You're not going to make a mint.
But unless you have a compelling reason to keep your on-demand cash parked elsewhere, you might as well earn something off the money in your checking account.
Some banking institutions offer high-interest checking accounts.
High interest, of course, is all relative.
The amount of money you keep in your checking account is probably small compared with your overall portfolio. And rates are relatively modest, and, with the Federal Reserve slashing away at interest rates, likely falling.
So before you leap into the world of high interest checking, consider:
- The minimum balances may be high and better invested elsewhere. An extra $2,500 hanging out in your checking account might not be the best way to earn interest on the funds. Especially when dropping below the minimum balance might open you up to fees. And speaking of fees...
- Fees can eat into interest earnings. Be sure to understand all the fees involved with a high interest checking account. If they're higher than fees at your current institution, be wary of opening the account.
- Online banks -- which often offer among the highest interest-checking rates -- may not be as convenient as banks with branch locations. After all, it's nice to speak to someone in person, rather than spending 20 minutes going through an automated voice mail system, only to find yourself disconnected.
- High-interest checking accounts can come with other caveats. Be sure they're worth the interest you're earning.
But for those of you interested in earning money on your checking accounts, looking for rates with your local credit union is a good place to start. We also searched around for the best rates on manybanking.com. All rates are annual percentage yield and have been updated in the past week. Geographic and other limitations may apply. Check with the institution for terms and conditions.
Here's what we found:
EverBank offers FreeNet checking with a minimum $1 balance at 3.01%.

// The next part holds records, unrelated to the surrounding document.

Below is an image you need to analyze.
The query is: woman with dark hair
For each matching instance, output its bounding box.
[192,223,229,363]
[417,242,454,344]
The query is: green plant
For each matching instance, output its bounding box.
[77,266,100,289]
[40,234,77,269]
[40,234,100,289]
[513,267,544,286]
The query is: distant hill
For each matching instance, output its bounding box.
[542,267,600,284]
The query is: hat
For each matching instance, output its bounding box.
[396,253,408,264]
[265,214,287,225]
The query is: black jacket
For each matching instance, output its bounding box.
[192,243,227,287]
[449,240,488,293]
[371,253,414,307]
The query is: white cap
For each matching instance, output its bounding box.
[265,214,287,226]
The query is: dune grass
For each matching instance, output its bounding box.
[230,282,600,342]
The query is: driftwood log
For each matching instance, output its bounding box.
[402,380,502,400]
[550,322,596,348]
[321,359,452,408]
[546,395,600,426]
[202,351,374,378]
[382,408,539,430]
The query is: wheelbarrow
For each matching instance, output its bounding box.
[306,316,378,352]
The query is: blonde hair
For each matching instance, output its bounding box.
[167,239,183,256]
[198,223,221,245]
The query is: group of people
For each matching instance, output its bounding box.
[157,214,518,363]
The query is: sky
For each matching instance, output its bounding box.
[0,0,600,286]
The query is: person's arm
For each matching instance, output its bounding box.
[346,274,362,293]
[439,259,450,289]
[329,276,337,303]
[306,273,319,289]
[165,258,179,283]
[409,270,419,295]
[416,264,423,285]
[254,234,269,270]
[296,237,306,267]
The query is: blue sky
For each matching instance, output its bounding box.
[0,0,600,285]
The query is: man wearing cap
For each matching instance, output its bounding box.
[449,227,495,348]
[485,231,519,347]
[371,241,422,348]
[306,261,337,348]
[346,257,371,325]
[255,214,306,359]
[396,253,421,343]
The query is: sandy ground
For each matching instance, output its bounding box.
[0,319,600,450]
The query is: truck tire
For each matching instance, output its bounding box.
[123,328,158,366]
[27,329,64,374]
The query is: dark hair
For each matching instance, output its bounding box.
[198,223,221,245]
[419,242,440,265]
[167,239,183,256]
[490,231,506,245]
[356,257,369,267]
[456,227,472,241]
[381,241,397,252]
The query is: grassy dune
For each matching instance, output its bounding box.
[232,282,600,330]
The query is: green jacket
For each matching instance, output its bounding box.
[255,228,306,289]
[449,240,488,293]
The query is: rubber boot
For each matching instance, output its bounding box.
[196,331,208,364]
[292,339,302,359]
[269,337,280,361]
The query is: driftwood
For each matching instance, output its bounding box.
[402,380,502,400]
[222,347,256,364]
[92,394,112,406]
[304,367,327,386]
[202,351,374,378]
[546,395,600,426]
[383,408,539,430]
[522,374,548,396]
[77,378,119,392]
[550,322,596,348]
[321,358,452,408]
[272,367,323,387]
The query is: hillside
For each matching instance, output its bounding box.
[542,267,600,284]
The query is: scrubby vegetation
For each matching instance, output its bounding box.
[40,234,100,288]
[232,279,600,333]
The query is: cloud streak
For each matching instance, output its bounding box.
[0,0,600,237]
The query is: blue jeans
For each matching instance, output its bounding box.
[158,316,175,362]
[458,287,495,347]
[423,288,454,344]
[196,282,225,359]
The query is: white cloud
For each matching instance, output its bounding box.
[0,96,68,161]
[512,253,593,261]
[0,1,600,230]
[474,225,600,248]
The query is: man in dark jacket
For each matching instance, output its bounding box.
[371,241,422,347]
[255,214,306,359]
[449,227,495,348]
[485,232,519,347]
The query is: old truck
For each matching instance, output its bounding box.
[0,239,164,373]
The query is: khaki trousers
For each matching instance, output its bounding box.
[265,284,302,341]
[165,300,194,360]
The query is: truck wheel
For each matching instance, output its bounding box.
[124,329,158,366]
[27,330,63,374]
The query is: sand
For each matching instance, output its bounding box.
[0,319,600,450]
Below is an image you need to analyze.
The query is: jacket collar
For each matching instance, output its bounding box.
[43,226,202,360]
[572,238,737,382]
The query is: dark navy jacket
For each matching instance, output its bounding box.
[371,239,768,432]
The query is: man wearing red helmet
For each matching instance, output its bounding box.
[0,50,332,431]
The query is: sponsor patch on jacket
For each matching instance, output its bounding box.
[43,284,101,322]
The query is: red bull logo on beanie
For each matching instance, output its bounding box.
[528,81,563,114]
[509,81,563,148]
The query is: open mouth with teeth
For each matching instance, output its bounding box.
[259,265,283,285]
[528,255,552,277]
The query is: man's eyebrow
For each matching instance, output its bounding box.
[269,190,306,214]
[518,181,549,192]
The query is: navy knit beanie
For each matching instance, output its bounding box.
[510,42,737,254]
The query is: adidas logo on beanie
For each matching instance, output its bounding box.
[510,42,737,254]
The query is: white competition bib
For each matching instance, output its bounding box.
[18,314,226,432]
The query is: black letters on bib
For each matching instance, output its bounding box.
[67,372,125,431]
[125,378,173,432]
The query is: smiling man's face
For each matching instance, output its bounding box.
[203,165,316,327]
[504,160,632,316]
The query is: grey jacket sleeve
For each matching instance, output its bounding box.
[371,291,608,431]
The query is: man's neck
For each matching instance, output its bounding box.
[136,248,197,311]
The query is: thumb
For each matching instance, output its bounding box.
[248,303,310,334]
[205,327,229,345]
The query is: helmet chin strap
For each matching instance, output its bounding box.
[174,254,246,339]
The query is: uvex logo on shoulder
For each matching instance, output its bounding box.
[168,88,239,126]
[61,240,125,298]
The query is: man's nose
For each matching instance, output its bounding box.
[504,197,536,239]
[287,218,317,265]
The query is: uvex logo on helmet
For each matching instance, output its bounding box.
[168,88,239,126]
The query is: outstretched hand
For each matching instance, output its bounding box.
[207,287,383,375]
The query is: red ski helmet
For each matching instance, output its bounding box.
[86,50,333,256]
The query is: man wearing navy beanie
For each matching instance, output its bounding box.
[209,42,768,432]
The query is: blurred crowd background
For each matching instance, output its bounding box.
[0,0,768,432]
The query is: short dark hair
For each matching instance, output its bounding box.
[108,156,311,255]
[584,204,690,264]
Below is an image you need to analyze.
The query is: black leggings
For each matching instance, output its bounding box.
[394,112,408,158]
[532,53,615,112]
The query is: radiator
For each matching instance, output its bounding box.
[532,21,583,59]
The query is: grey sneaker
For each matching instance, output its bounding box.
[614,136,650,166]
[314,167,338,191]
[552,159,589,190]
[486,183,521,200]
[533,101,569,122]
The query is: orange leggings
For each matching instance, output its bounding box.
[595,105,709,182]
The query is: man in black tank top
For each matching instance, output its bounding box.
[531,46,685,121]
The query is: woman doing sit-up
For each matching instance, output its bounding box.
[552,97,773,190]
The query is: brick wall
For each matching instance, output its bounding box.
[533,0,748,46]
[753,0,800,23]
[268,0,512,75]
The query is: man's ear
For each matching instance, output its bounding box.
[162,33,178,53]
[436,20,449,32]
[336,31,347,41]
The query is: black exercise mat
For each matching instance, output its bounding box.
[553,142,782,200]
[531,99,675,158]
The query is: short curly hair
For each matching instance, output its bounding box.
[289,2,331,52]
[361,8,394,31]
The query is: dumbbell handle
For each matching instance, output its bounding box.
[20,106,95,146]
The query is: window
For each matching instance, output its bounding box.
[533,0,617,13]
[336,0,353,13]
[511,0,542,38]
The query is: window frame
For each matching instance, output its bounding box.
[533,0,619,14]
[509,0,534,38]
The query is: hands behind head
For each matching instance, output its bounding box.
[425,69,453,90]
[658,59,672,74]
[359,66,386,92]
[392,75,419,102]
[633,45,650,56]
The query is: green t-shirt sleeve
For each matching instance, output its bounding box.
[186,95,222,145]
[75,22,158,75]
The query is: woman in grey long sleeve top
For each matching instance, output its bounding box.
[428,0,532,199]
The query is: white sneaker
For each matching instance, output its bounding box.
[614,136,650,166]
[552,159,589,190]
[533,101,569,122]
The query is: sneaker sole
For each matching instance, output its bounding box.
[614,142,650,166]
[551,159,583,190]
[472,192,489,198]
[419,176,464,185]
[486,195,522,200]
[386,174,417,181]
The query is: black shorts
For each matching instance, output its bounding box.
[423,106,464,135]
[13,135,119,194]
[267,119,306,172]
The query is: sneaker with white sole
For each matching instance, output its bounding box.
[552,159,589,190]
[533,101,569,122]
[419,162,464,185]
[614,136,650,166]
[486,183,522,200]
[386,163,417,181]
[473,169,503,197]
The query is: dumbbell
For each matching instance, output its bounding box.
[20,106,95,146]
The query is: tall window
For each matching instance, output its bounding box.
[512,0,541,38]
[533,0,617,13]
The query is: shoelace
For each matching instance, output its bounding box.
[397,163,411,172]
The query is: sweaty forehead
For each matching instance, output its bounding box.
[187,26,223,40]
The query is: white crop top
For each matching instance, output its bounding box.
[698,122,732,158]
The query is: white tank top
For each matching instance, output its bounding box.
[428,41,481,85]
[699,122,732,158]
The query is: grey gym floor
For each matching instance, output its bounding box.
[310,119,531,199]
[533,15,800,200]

- ING Bank's Electric Orange offers a no minimum checking account at 2.25%.
First Internet Bank of Indiana offers an interest checking account with a $500 minimum balance at 1.26%.
- In California, Sterling Bank & Trust, Federal Savings Bank offers Sterling Platinum NOW with a $5,000 minimum balance at 3.0%.
- In Texas, Trinity Bank, National Association offers an interest checking account with a $1 minimum balance at 2.01%.
- In New York, Trustco Bank offers an interest checking account with a $250 minimum balance at 1.5%.
- In Illinois, Heartland Bank & Trust Company has a capital interest checking account at 1.38% with a minimum balance of $2,500.
- In Florida, First Bank offers first plus checking with a minimum $1 balance at 2.0%.